Someone send me a road map, please. I keep finding myself in uncharted territory.
When our kids are little, we can fix their boo-boos. Once they get into adolescence, they have to start fixing them for themselves. That part is hard for me.
With five adopted kids, you’d think I’d be an expert. You’d be so very wrong. The issue of adoption is a big one in adolescence. When you get mad at them, they think it has something to do with being adopted. One of my Bigs is really struggling right now. Today is her birth-half-sister’s birthday. That child is the youngest of six my daughter’s birth mother raised. She is a late-in-life, post-divorce, post-traumatic head injury baby. Adoption was chosen for her because grandma was, by then, raising the other six because of birth mom’s injury.

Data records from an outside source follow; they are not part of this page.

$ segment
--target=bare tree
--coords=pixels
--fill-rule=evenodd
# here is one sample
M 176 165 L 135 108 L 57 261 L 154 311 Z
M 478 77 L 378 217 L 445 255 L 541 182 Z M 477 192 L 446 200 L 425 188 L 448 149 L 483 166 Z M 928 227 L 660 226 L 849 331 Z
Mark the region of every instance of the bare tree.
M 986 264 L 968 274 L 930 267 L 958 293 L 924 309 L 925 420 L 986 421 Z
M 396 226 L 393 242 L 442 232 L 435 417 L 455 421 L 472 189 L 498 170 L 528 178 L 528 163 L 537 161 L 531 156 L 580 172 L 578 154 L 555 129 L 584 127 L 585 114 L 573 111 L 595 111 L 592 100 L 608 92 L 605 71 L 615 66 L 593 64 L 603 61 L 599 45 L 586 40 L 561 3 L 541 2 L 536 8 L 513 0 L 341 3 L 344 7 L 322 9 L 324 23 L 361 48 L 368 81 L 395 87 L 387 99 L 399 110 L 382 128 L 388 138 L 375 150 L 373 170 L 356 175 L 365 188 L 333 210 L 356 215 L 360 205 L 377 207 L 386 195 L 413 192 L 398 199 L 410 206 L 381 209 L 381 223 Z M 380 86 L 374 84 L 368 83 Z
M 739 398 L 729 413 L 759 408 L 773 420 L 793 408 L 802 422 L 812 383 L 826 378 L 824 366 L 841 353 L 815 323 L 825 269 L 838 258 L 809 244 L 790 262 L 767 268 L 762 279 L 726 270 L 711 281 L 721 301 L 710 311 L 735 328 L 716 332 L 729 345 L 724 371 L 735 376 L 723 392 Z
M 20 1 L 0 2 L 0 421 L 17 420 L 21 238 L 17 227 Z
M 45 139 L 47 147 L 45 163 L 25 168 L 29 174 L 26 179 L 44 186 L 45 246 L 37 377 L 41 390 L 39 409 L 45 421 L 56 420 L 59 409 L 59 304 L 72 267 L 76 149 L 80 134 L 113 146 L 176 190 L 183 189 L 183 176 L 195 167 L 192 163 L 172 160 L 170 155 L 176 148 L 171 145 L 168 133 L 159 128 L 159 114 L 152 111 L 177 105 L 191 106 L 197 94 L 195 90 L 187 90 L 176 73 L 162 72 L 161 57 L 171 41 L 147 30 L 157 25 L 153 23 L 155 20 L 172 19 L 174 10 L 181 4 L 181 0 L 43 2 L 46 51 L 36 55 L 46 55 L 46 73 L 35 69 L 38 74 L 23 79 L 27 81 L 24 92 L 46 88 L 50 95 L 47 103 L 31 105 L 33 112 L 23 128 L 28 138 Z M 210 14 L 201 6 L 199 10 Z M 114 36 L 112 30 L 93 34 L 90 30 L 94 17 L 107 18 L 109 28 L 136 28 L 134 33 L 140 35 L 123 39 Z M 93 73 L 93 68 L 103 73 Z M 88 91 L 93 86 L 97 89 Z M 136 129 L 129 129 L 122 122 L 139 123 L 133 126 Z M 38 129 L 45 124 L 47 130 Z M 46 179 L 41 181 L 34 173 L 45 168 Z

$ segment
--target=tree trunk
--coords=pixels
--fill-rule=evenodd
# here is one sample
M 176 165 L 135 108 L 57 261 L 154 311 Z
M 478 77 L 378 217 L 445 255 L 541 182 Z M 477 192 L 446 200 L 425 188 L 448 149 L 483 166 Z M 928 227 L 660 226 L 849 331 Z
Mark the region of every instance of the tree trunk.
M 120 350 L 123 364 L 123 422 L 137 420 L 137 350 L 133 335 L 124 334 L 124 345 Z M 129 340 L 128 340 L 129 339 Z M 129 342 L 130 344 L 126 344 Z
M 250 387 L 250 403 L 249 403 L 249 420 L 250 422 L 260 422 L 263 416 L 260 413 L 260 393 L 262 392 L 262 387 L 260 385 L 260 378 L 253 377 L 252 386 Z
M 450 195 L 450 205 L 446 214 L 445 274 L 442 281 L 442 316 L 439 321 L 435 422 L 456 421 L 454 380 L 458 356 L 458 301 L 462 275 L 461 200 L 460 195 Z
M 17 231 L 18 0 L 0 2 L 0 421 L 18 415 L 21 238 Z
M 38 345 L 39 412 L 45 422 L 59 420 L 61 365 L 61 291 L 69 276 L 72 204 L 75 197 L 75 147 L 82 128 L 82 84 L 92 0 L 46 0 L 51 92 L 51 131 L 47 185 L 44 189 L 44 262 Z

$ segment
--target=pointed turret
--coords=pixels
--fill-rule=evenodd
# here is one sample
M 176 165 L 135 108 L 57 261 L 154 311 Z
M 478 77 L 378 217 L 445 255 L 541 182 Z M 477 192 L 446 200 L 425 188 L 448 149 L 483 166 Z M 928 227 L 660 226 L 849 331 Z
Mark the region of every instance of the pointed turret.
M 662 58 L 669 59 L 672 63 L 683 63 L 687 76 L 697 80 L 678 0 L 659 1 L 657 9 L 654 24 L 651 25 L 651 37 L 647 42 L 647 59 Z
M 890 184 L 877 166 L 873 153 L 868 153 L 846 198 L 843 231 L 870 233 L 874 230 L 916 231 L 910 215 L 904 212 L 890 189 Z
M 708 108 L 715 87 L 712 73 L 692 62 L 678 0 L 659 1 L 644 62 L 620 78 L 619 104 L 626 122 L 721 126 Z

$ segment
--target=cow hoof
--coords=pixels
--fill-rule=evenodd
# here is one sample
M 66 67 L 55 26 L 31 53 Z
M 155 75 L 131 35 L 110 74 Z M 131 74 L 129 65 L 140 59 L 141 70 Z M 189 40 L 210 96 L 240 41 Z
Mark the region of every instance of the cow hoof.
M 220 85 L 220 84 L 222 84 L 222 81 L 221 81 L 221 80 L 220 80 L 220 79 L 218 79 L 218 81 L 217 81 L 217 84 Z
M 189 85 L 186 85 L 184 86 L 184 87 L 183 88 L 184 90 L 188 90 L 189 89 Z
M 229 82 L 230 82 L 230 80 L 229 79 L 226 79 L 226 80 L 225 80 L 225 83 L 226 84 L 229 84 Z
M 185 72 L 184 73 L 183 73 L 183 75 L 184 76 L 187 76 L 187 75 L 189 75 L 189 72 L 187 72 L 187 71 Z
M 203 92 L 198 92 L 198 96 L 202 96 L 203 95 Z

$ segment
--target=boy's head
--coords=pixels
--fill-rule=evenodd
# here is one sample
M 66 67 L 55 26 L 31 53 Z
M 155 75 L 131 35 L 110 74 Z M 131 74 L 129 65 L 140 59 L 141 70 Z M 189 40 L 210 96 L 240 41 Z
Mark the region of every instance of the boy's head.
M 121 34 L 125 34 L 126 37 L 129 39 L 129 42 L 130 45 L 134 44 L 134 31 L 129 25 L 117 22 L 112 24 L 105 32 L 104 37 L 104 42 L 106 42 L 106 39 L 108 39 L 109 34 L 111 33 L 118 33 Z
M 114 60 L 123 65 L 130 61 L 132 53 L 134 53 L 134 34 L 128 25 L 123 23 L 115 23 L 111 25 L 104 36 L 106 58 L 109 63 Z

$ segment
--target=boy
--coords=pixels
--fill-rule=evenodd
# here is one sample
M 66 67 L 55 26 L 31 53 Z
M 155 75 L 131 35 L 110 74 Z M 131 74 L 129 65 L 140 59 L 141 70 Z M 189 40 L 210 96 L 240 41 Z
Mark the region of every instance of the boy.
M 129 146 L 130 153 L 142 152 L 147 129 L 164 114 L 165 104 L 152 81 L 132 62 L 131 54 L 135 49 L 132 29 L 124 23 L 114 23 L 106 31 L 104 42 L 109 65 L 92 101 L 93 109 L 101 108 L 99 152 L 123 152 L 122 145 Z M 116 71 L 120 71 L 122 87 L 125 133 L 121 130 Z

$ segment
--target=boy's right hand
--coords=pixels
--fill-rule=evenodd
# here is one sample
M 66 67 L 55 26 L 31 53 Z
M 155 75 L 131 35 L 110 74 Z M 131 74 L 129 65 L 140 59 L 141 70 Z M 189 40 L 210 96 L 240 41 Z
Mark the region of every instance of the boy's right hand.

None of this is easy for my daughter to swallow. She will perpetually see herself as the one they gave away.
I cannot fix this wound in her. I can love her with all my heart. I can be supportive. I can take her to therapy. In the end, though, it is a pain she will have to deal with. I think she thought getting to know her half-sister would help her. I think it will some day, but it isn’t yet. Not that her half-sister has a charmed life; far from it. But she is there as a reminder of that heartbreaking early separation.
Would my daughter still be struggling through her teen years had she not been adopted? I don’t know, but I am thinking it’s likely. I remember being an unhappy teen, too. That knowledge is little comfort to me, though, trying to help her. I said at the beginning that I need a roadmap. The truth is, I think we both do.
I tell a lot of heartwarming stories in this space. I think it is helpful to remember, however, that the pain that is inherent in adoption will be around from time to time and it’s normal, even though it isn’t easy.